Las horas de la noche avanzaban y el número de los cadáveres iba aumentando. Cayó como una sombra negra sobre el techo de París, y yo no podía ver el cielo, ni las estrellas, ni nada. Todo era un mundo oscuro que iba creciendo por las fisuras del tiempo y la memoria. A medida que avanzaban las horas, las ventanas de las casa quedaban extrañamente iluminadas, tal vez ya nadie quería dormir, ya nadie quería sentir la sensación de estar ausente.

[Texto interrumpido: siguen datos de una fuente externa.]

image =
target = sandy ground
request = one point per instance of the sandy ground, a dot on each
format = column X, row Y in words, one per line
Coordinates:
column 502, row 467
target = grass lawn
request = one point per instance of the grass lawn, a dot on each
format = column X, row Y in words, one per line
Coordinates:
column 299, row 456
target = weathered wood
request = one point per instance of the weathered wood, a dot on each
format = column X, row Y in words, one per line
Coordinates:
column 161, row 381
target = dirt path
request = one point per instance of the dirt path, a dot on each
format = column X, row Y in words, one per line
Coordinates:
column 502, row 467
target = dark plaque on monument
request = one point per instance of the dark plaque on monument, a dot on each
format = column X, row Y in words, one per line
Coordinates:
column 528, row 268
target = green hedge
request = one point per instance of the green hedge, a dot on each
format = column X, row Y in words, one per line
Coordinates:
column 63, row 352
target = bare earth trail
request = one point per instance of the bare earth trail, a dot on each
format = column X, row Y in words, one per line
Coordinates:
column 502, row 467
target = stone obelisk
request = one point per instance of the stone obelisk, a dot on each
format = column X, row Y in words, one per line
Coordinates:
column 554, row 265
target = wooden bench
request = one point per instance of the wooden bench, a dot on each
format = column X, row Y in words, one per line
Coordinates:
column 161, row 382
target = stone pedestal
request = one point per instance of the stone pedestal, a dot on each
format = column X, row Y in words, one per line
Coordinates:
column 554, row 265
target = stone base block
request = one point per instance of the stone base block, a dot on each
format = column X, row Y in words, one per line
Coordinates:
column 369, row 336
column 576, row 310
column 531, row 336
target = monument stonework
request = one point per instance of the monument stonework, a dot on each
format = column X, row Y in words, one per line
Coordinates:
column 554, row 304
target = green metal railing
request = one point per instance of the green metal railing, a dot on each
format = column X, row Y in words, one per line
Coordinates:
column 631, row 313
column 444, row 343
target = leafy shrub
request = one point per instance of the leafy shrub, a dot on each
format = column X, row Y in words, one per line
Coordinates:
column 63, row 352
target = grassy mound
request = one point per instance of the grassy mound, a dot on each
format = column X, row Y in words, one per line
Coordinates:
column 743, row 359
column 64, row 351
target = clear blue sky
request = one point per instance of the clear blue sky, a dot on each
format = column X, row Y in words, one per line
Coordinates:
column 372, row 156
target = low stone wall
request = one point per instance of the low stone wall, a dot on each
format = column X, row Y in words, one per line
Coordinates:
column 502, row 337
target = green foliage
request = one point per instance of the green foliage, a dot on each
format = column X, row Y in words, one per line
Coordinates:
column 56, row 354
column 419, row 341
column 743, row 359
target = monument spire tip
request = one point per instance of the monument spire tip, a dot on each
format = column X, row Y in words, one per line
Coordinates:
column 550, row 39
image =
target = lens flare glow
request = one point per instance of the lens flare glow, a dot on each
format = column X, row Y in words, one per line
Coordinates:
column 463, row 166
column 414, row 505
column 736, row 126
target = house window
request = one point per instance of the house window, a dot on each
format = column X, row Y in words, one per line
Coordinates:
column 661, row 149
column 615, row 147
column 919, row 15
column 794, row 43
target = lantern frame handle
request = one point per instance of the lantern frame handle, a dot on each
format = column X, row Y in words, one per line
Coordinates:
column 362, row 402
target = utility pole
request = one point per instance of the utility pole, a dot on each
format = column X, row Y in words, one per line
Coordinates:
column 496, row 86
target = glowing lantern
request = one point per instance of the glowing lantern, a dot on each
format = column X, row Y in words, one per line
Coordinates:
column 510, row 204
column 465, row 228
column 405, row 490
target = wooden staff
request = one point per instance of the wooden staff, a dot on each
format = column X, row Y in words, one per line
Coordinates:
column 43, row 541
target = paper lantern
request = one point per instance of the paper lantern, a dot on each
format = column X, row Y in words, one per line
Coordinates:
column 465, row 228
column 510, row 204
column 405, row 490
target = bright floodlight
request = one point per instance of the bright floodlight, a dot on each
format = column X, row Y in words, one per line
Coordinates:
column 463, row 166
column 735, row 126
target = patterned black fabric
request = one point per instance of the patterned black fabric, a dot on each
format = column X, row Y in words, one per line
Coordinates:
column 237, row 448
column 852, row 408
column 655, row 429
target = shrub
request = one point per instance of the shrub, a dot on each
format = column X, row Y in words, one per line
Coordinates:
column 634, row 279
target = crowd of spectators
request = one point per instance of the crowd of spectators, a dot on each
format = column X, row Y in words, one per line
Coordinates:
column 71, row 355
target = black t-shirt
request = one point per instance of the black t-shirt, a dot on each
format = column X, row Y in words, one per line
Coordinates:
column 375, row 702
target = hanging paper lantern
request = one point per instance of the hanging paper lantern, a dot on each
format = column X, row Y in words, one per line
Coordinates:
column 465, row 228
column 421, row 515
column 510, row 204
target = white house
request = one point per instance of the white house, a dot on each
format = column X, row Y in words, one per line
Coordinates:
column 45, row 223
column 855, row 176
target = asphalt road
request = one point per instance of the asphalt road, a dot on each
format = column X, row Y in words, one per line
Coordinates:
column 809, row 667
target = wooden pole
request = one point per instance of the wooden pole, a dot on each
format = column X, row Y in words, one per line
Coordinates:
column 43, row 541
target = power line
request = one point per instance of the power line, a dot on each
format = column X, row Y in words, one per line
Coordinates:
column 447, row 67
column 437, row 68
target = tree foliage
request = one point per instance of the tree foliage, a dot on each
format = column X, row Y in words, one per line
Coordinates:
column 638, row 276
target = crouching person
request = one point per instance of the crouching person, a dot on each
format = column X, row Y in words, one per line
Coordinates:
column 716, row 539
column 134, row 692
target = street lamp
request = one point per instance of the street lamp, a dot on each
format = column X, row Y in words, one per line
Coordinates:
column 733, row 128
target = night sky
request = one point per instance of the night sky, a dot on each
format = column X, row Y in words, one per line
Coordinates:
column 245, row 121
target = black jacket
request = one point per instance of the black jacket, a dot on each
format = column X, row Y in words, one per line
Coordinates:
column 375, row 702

Pasada la media noche, cuando mis ojos estropeados por el cansancio y la fatiga, pude oír las palabras del Presidente Francés, pero lo que me impactó fue la expresión de su rostro, como de quien ha visto la muerte de cerca, sabiendo que él estuvo presente en el Estadio de Francia mirando un partido de fútbol, ahí, en las afueras de París, donde se oyeron las primeras explosiones, sin saber lo que estaba ocurriendo, ni de lo que se trataba realmente. Miré la expresión de su rostro, y me di cuenta que su discurso era también algo que sobrepasaba mi entendimiento en ese instante. Al cerrar la frontera de Francia y declarar el Estado de Emergencia, comprendí la dimensión del ataque perpetrado contra París. Hay momentos en la existencia humana, los cuales parecen ser interminables, eternos, porque nos anuncian el vacío, el abismo, la infinitud o la muerte. Y nos vemos enfrentados a nuestra propia condición de seres humanos, de lo que somos, y lo que representamos en lo que se llama humanidad. Así era imposible dormir, pensando en quienes habían muerto, en quienes en ese instante morían, en los heridos o los sobrevivientes, en quienes aterrados en la oscuridad y las sombras, estaban tirados en el piso, entre cadáveres y sangre, y sin poder hacer nada para evitar el sueño de la muerte.

Así me quedé como petrificado en los cuatro muros de mi habitación, junto a la ventana oscura que proyectaba mi sombra, más allá del vidrio. Me quedé callado, imaginando que todos ya dormían, pero no era eso, ya nadie dormía, nadie podía dormir, ni las plantas ni los pájaros que oyeron el estruendo, el estampido de la muerte por las calles de París, por aquellas que tantos pasos, tantos niños recorrieron pensando en el futuro, en el mañana, no en las atrocidades que se estaban viviendo.

Al día siguiente salí para ver las calles de París, y algo profundo había cambiado, estaba como paralizada, fijada en un punto donde nadie quería moverse por el impacto del terror. Las calles estaban vacías, las terrazas de los cafés vacías, los mercados cerrados, los metros y trenes vacíos. Nunca vi una cosa parecida. París no era el París que siempre conocí, se había transformado en algo ausente, en silencio después de la muerte. París estaba en duelo por sus hijos caídos, por el dolor de las llagas que quedaron vivas.